Здоровенный тучный фельджандарм, схватив за шкирку сразу двоих связанных дезертиров, поволок их к растущей неподалеку от корчмы старой сливе, под которой, видимо, в мирные времена посиживали, дымя трубками и ворча на «беспутную молодежь», сельские старики. Второй немец в чине старшего унтер-офицера уже перекидывал через ветку мокрые веревки с петлями на конце. С петельных узлов медленно падали в пыль мутные капли мыльной воды. Третий дезертир, тот самый, с выбитым глазом, увидев эту картину, вдруг забился в руках жандарма:
– Люди! Мадьяры! Да за что?! За что это? У меня две дочки без матери растут! Зачем мне, венгру, умирать за немецкое государство? А-а-ау-у-уэ!.. Не надо-о-о!!!

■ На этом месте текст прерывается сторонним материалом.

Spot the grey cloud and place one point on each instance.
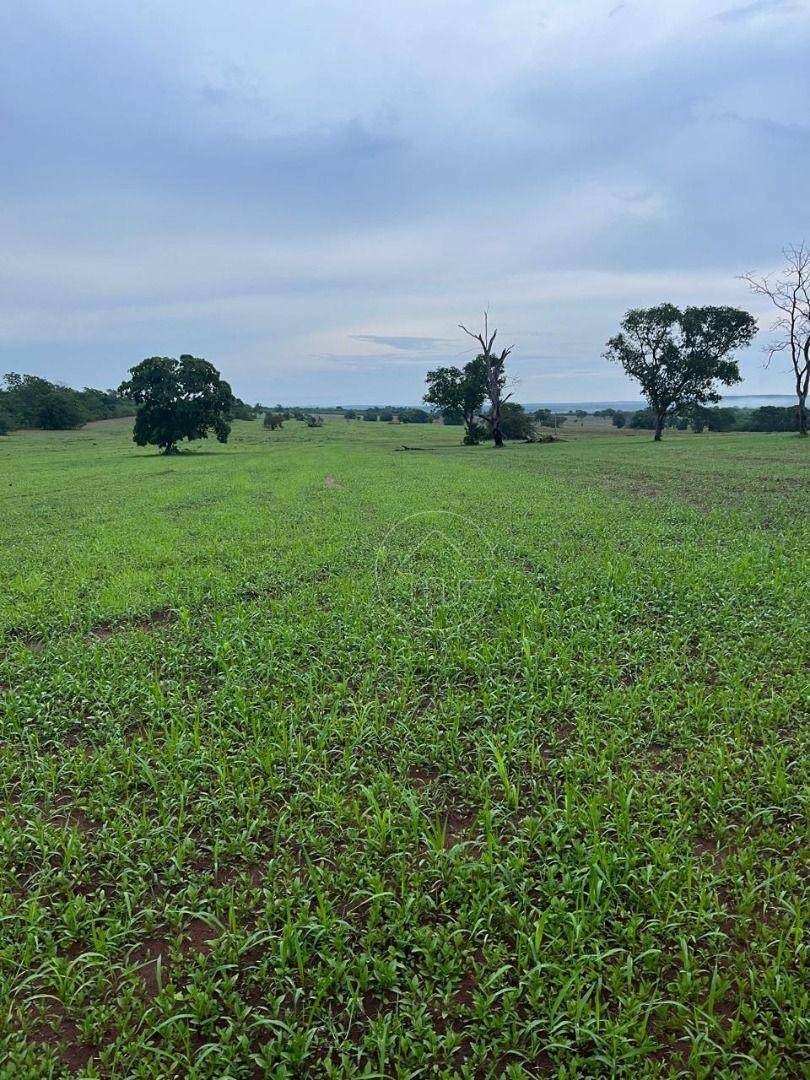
(409, 343)
(267, 191)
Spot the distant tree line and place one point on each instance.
(28, 401)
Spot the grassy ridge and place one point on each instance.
(324, 759)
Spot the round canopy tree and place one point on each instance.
(177, 399)
(679, 356)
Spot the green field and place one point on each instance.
(322, 758)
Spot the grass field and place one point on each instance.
(320, 758)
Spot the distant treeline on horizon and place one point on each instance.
(28, 401)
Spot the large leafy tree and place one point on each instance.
(177, 399)
(459, 391)
(678, 358)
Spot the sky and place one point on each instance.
(313, 194)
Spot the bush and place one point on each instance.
(541, 436)
(774, 418)
(61, 410)
(643, 418)
(414, 416)
(515, 422)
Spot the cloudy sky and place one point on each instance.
(313, 194)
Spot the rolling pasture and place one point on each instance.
(321, 758)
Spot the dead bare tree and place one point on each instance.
(496, 377)
(790, 292)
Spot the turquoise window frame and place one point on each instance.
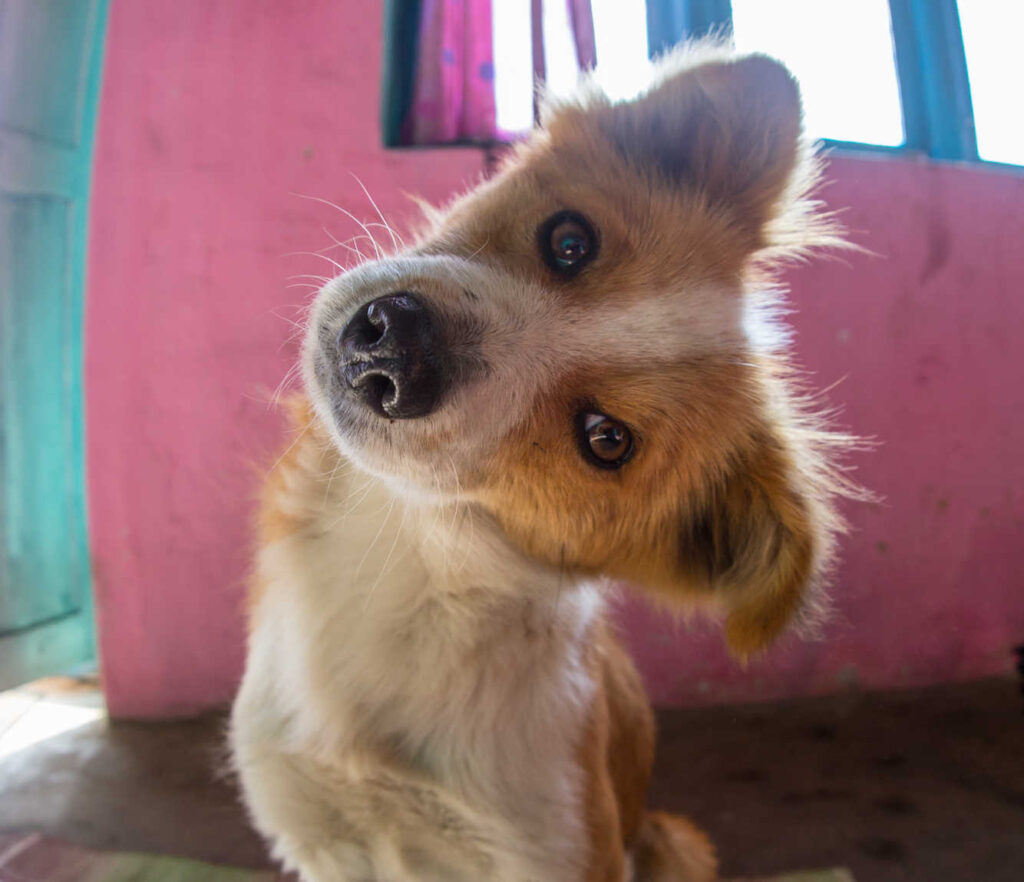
(931, 65)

Он кричал без умолку все время, пока фельджандармы волокли его к сливе, ставили на чурбак, накидывали на шею мокрую петлю… Еще мгновение, команда оберста – командира полка:
– Beendigen Sie![6]
Чурбаки вышибаются из-под ног казнимых. Крик несчастного дезертира обрывается, хрипение, дергающиеся на веревках тела, вонь от содержимого самопроизвольно опорожнившихся кишечников…
Строй молчит… Только стиснутые до белизны костяшек кулаки сжимают ремни манлихеровских карабинов. Тишина…
– Der maßen es ist mit ungarischen Säue, die nicht aufführender Befehle![7] – довольно усмехаясь, нравоучительно произносит жандармский ротмистр, подойдя вплотную к гусарской шеренге.
Неожиданно его взгляд испуганно застывает, рука тянется к пистолетной кобуре, однако, не завершив движения, дергается ко рту. А в рот уже вминается, проламывая зубы, ствол карабина вольноопределяющегося Белы Франкля:
– Мадьяры! Бей!
Строй ухнул, как огромные кузнечные мехи, выдыхая спертый в груди воздух, качнулся вперед…
– А-а-а-а-а!!!
В крике выплеснулся накопленный десятилетиями страх, вековая мадьярская ненависть и презрение к немцам, все чувства оскорбленной души…
Строя не стало. Вместо него на площади закрутился коловорот гусарских шапок, мундиров, карабинов, сабель. Хлопнул пистолетный выстрел офицера, второй, третий… Но остановить обезумевшую от гнева толпу в серых мундирах было уже невозможно. За несколько минут фельджандармы и несколько успевших снискать у гусар ненависть офицеров оказались попросту растерзанными озверевшими солдатами. Толпа врывалась в помещения управы, жандармского управления, крушила двери, мебель, выкидывала из окон изорванные казенные бумаги – словом, в этом безудержном стихийном бунте народная мадьярская душа разлилась во всю ширь!..
Вплоть до утра солдаты полка громили ставшие ненавистными административные здания, пили палинку, митинговали. Многие, поседлав лошадей, в одиночку и группами разъезжались по домам.